I am grateful for President's Obama's recent efforts to advocate for increased awareness of mental illness and the challenges of living with it or caring for someone who does. I have been truly horrified and discouraged when I learn of violent crimes committed by people with a history of mental illness.
However, I am also choosing to be honest enough to admit that despite having a "seriously mentally ill" designation complete with many applicable psychiatric diagnoses, I did purchase a gun for myself a few years back. I am also a member of American Mensa, which means that I apparently have an IQ score ranging among the top 2 percent of the general population.
I had what I consider to be very rational reasons for my gun purchase but did view the idea with significant trepidation. I am a licensed, practicing health-care professional and much of my work has been in remote, rural areas of the state.
Though I am a fairly tall and strong man, I honestly did worry about my ability to successfully defend myself in the event that my car had broken down during my very long (sometimes 100-mile-plus) commutes to these remote worksites. I feared having an unanticipated encounter with one or more assailants who would threaten to harm me or vandalize or steal my vehicle, my only available means of transportation to work.

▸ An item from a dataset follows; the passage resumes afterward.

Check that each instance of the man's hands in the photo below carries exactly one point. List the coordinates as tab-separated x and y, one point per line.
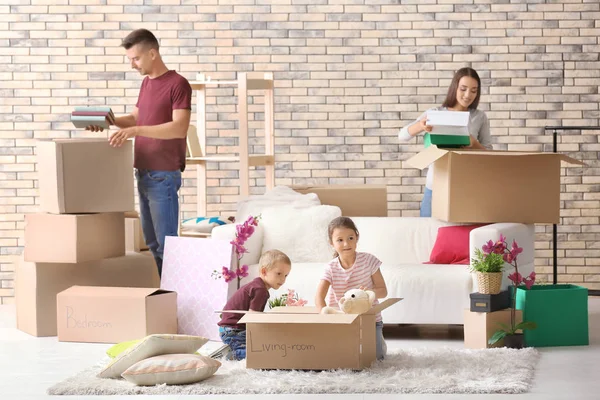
94	128
119	137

I therefore reasoned that having a gun was my best choice - and best chance for survival - were such a frightening event to occur. I should also note that I have no criminal history, arrest record or history of violence. However, I have frequently been a victim of violence in my life, beginning with ongoing parental child abuse and school bullying throughout most of my childhood and continuing even to instances of workplace bullying in my adult and professional life, all of which I attribute substantially to my lifelong reality of living with mental illness and its accompanying vulnerabilities.
I took the prospect of owning a weapon very seriously and felt a strong sense of personal responsibility to become adequately educated regarding gun operation and safety. I successfully completed two gun-education classes at a local marksmanship store several weeks before my gun purchase. These courses were very well-taught in a mature manner that strongly emphasized the absolute responsibility of the gun owner to safely secure and operate his or her weapon.
Compellingly, the instructor for both of these courses also shared with his students how he and his family had survived two previous home invasions. I felt that these expert-guided professional learning experiences greatly enhanced my confidence and preparation for responsible gun ownership.
Happily, to date I have yet to find myself in a vulnerable situation where I felt the need to use my gun, and I hope this never happens to me. I am sorry that the threat of violence ever happens to anyone, with or without gun involvement. But sadly, I still believe there are valid arguments for gun ownership and training, even for nonmilitary and non-law-enforcement individuals.
Violent crime is a sad and unpredictable reality. A gun can still be an appropriate and effective means of self-defense, for men and women, in such extreme circumstances. With this said, I strongly feel that there should be minimum statutory requirements for gun ownership, including professional gun training and mandatory permits. I believe that the Arizona Legislature acted recklessly when it voted against requiring such common-sense basic safety measures.
Lastly, though I acknowledge that each person's situation is ultimately unique, I have thankfully found that there are many available community mental health agencies in Tucson that help me maintain effective social and occupational functioning, when I make the effort to use them. I sincerely thank all of the wonderfully caring human beings employed by these agencies who help me be my best.